In closing, a stepwise recommendation to highway agencies about using vendor-supplied, remote source data for highway design is provided below:

• Require a detailed explanation of vertical accuracies from vendors. The vendor report should include details about the software used in the processing of the point cloud data.
• Divide your project area into at least thirty, approximately equal regions.
• Establish a verification point in each of the regions and measure the elevation of the point using a conventional survey method, such as a Total Station or RTK-GPS.
• Estimate the elevation of each of the points using a DEM based on the remote source data obtained from the vendor.
• Compute the RMSE and the average difference in elevation between the two sets of elevations.
• If the values obtained in Step 5 above meet applicable standards for your jurisdiction, the DEM derived from the remote source data may be used for highway design.
• If the test in Step 6 is not successful, do not accept the vendor supplied remote source data.

5. Conclusions

The findings reported here indicate that the source of data used in highway design may be expanded to include remote sources. For reconstruction and rehabilitation projects where terrain models of road or other paved surfaces are required, mobile-terrestrial or UAV sources may be more appropriate due to cost and convenience. For larger projects where data from undeveloped land will be required, aerial lidar appear to be more appropriate due to higher levels of accuracy. It is noted however that the results presented in this paper are based on data collected by a unique set of equipment. Implications from changing the equipment for data collection have not been explored. But Further studies are needed to confirm the findings reported here. But based on the results presented here including the accuracy standards reported by the vendors, we recommend that highway agencies should begin to consider making increasing use of remote data sources in highway design.

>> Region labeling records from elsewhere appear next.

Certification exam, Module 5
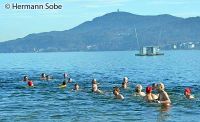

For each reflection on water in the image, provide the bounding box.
[0,51,200,122]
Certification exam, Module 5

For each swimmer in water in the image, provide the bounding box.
[63,73,68,79]
[122,77,128,89]
[135,84,146,97]
[23,75,28,81]
[152,83,158,90]
[113,87,124,99]
[73,83,79,91]
[156,83,171,106]
[27,80,34,87]
[184,88,194,99]
[68,78,72,83]
[122,82,128,89]
[59,80,67,88]
[145,86,158,102]
[45,75,53,80]
[92,79,103,93]
[40,73,46,80]
[152,83,158,97]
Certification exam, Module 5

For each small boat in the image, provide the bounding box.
[135,46,164,56]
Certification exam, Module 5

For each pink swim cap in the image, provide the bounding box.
[184,88,191,94]
[28,80,33,86]
[146,86,152,93]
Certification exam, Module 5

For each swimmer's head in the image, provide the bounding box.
[68,78,72,82]
[135,84,142,92]
[23,75,28,81]
[28,80,33,86]
[146,86,152,94]
[41,73,46,78]
[74,83,79,90]
[123,77,128,83]
[152,83,158,90]
[92,79,97,84]
[157,83,165,91]
[113,87,120,95]
[184,88,191,95]
[63,73,67,78]
[62,80,67,85]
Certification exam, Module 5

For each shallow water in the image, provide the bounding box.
[0,51,200,122]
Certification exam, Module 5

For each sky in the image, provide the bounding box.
[0,0,200,42]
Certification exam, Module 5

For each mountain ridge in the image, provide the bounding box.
[0,12,200,53]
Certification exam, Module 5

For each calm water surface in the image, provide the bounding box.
[0,51,200,122]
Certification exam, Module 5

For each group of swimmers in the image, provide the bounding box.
[23,73,194,106]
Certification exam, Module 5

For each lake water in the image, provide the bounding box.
[0,51,200,122]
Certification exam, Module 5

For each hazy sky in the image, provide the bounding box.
[0,0,200,42]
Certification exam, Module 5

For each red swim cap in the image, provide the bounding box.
[28,80,33,86]
[184,88,191,94]
[146,86,152,93]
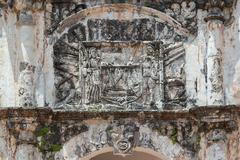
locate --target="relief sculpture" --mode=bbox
[54,19,186,111]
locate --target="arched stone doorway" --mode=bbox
[82,147,167,160]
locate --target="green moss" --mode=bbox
[171,127,177,144]
[35,126,62,153]
[50,144,62,152]
[36,127,50,137]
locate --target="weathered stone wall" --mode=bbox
[0,0,240,160]
[0,107,240,160]
[1,1,239,107]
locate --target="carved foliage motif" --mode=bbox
[18,62,36,107]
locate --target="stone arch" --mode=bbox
[53,4,190,110]
[52,3,192,38]
[55,120,192,160]
[80,147,167,160]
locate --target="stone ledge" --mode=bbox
[0,106,240,122]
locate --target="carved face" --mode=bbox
[107,123,138,154]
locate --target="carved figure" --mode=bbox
[106,122,139,154]
[87,48,101,103]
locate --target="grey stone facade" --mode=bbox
[0,0,240,160]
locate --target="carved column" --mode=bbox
[17,10,37,107]
[205,0,224,105]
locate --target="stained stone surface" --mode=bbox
[54,15,186,110]
[0,0,240,160]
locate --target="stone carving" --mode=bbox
[165,1,197,32]
[54,15,186,110]
[18,62,36,107]
[106,122,139,154]
[48,1,86,33]
[87,18,182,41]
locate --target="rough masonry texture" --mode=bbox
[0,0,240,160]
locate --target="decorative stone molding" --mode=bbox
[0,107,240,159]
[106,123,139,155]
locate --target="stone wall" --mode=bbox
[0,107,240,160]
[0,0,240,160]
[1,1,239,108]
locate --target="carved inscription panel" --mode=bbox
[54,19,186,111]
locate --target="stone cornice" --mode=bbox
[0,106,240,123]
[0,0,234,10]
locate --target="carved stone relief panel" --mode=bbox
[54,19,186,110]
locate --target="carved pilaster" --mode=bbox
[205,0,228,105]
[16,7,37,107]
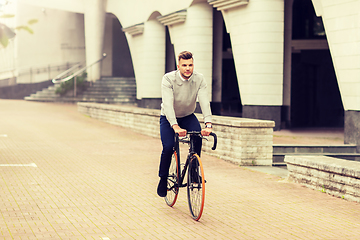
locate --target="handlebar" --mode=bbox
[175,131,217,150]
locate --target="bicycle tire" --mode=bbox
[187,154,205,221]
[165,151,180,207]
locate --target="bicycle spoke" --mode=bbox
[165,151,180,207]
[187,154,205,220]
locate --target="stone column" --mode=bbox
[84,0,106,82]
[209,0,284,130]
[123,18,165,108]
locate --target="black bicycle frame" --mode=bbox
[174,131,217,187]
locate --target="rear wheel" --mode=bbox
[165,151,180,207]
[187,154,205,221]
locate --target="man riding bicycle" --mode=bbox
[157,51,212,197]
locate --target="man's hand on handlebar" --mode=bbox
[172,124,186,137]
[201,128,212,137]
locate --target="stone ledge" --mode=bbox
[78,102,275,166]
[285,156,360,202]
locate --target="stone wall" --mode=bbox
[285,156,360,202]
[78,102,275,166]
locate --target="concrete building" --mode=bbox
[0,0,360,143]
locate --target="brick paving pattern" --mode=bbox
[0,100,360,239]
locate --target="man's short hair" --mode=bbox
[178,51,193,62]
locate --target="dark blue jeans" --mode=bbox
[159,114,202,177]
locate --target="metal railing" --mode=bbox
[52,53,106,97]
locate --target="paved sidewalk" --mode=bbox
[0,100,360,240]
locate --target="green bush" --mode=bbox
[55,72,87,96]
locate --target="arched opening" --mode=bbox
[212,9,242,116]
[104,13,135,78]
[290,0,344,127]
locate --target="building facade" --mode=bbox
[0,0,360,143]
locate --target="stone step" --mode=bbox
[24,77,136,104]
[86,87,136,93]
[273,144,360,166]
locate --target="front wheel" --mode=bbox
[187,154,205,221]
[165,151,180,207]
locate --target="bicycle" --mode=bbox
[165,131,217,221]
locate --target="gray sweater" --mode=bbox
[161,70,211,126]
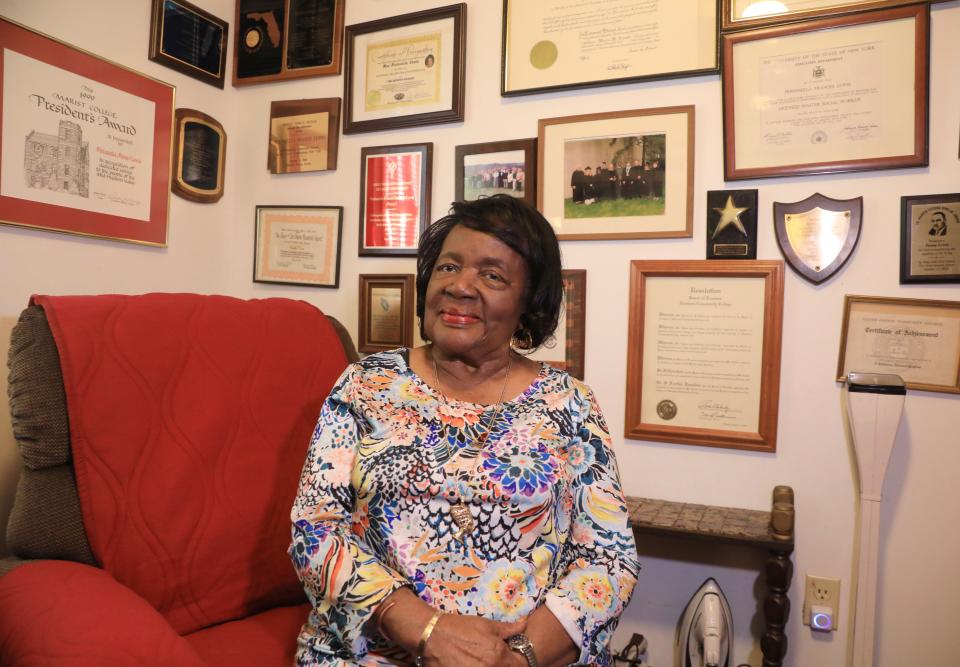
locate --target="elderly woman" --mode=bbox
[290,195,638,667]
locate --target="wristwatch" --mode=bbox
[507,634,537,667]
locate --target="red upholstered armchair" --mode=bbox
[0,294,356,666]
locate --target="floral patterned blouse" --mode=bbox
[289,349,638,665]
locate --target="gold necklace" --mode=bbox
[430,349,513,542]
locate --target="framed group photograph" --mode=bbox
[357,274,415,353]
[358,143,433,257]
[343,2,467,134]
[454,138,537,206]
[537,106,694,240]
[267,97,340,174]
[170,109,227,204]
[624,260,783,452]
[149,0,230,88]
[0,19,174,246]
[837,294,960,394]
[722,3,930,180]
[500,0,720,96]
[233,0,346,86]
[900,193,960,284]
[253,206,343,288]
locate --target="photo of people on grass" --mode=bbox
[563,134,667,218]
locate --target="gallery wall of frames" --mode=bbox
[0,0,960,667]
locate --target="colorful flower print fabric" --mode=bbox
[290,349,638,665]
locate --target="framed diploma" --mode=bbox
[343,2,467,134]
[900,193,960,284]
[527,269,587,380]
[357,274,414,352]
[0,19,174,246]
[624,260,783,452]
[149,0,230,88]
[722,3,930,180]
[358,143,433,257]
[253,206,343,288]
[500,0,720,96]
[454,137,537,206]
[267,97,340,174]
[837,294,960,394]
[233,0,346,86]
[537,106,694,241]
[170,109,227,204]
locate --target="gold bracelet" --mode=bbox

An additional recommendation for future research is the use of standard highway design software to process the point cloud data obtained from remote data collection. This study used ArcMap; there should be some future studies that use highway design software to process the point cloud data. Highway designers are not as familiar with GIS software as they are with highway design software. Promising results based on highway design software are expected to lead to increased acceptance of remotely collected among highway design professionals.